Celebrating women’s suffrage: Jennie Colvin was the first woman in Sonoma County to register to vote in 1912
Do you suppose Jennie Colvin thought for one minute she was walking into local history when she went down her front steps that winter morning in 1912 and headed for the courthouse?
It was Tuesday, Jan. 2, the first business day of the new year, and Jennie, accompanied by her husband, Paul, was on her way to become the first woman to register to vote in Sonoma County.
This is the 100th anniversary year of the 19th Amendment, which granted women the right to vote. The official centennial will be next year, since the ratification of the amendment by the required number of states was achieved in 1920.
Some states acknowledged equality much earlier. California was one of them. Which is why Jennie was on her way that morning. It wasn’t planned. There are no photos of the event. Just a small story on an inside page of the newspaper telling readers (and posterity) it happened.
Jennie wasn’t one of the outspoken women who had led the campaign for woman suffrage in the area. She was busy with The Alpha, a rooming house she and Paul ran at 456 B St. But she was clearly aware that what she was doing, as she climbed the marble staircase to the county clerk’s office on the second floor, was very important.
Her right to register - and subsequently, to cast ballots for city and state offices - had been won in a close election the previous October (1911) when an amendment to the California Constitution made women’s suffrage state law. It wasn’t a landslide by any definition. Women’s voting rights squeaked in by just ?2,069 votes statewide; in Sonoma County by just 186.
Researcher Joann Mitchell, who assembled much of this information four decades ago for a graduate degree from Sonoma State, took an even closer look. What she learned is that only Santa Rosa, Cloverdale and Sebastopol voted in favor. Sonoma voted against the women’s vote 94 to 57. In Healdsburg it lost by ?18 votes and in Petaluma by just four votes. But the totals were enough to set Jennie Colvin on her path to voting glory.
We don’t know how Jennie voted in her first city election in April 1912. But we do know that a proud contingent of women - Cora Boyes, wife of Santa Rosa’s police chief, was the first in line - led a march to the polls that caused the men of Santa Rosa to take note of this new political wave. In fact, the election results proved a dramatic upset to the city’s political status quo.

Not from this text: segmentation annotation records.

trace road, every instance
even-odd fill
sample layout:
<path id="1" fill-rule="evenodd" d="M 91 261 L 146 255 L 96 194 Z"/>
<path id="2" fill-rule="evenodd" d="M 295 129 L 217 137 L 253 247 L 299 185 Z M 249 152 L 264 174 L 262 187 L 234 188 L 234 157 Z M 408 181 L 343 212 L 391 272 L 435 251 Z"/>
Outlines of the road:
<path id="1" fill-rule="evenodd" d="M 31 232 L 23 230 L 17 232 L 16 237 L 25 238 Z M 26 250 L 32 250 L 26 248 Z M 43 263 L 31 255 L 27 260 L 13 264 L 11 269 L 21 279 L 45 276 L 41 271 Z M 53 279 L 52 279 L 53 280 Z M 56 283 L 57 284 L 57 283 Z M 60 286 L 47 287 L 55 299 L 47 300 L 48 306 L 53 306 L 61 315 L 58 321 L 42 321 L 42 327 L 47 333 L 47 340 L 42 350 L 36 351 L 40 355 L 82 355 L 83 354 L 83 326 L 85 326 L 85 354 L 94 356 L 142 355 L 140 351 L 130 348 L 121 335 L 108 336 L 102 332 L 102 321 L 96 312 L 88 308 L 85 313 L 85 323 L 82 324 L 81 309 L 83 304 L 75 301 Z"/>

The “victim” of the feminist assault on politics and government was John Rinner, the favorite candidate for mayor. He was a respected optometrist with a long record of public service, approved by the city council and endorsed by The Press Democrat. But, somewhere in the campaign, he became known as being opposed to the suffrage amendment. It must have been word-of-mouth, but the news got around. When the votes were counted, the first write-in candidate in the town’s history, a traveling salesman named John Mercier, was elected.

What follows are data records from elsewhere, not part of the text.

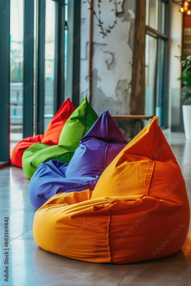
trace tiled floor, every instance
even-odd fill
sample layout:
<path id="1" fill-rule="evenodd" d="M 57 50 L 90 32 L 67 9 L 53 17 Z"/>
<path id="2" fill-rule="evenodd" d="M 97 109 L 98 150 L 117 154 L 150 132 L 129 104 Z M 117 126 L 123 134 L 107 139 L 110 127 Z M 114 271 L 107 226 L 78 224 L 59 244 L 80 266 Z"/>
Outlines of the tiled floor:
<path id="1" fill-rule="evenodd" d="M 165 135 L 181 168 L 191 203 L 191 141 L 186 142 L 184 135 L 178 133 L 166 132 Z M 0 170 L 0 285 L 191 285 L 191 227 L 182 249 L 178 252 L 164 258 L 132 264 L 89 263 L 40 248 L 32 235 L 35 211 L 29 201 L 29 182 L 19 168 L 12 167 Z M 5 281 L 4 277 L 5 217 L 9 218 L 9 282 Z"/>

Well ahead of the next election, Jennie’s and Cora’s and all the other women’s election activities had stopped being news. It was: women are voting, gentlemen, get over it and get on with it.
The real drama in this story is what led to these landmark events.
Figuratively speaking, Rinner’s comeuppance and Jennie’s morning walk to the town square were part of a triumphant parade, led by Frances McGaughey Martin, the leader of the Political Equality Association of Sonoma County. “Fannie” Martin was not only an attorney and a former teacher, her election as county superintendent of schools made her the first woman elected to public office in the county.
She came from a family that left a clear equal rights stamp on Santa Rosa. Fannie’s older sister, Anabel McGaughey Stuart, was one of the earliest women physicians here, greatly admired by her many patients who generally referred to her as “Doctor Dear.” Their younger sister, Elizabeth McCaughey, was the third woman accredited from the University of California’s School of Pharmacy. She owned a drug store at the turn of the century, across from the courthouse.
There was another woman who helped open that path to the polls. Sarah Latimer Finley was a persistent force for women and for change. She was in her 70s, an elderly “gentlewoman,” poet and writer, who was a lifelong supporter of women’s rights. She not only led Santa Rosa’s “society” to the cause but, most assuredly, influenced her son to play an important role.
Sarah was the mother of Ernest Finley, the young man who bought the Sonoma Democrat in 1897 and merged it with his much-smaller Santa Rosa Press.
Exactly what role Sarah played in the Press Democrat’s support of the 19th Amendment can’t be measured, but it can certainly be imagined. Finley’s ownership and editorial control had already brought a notable change in attitudes on race and gender equality to the opinion pages of his newspaper. His was a softer, gentler voice than the harsh tones of the Democrat’s longtime editor/publisher Thomas Thompson, whose chauvinism and lingering Confederate sympathies colored his editorial comments and the paper’s political influence.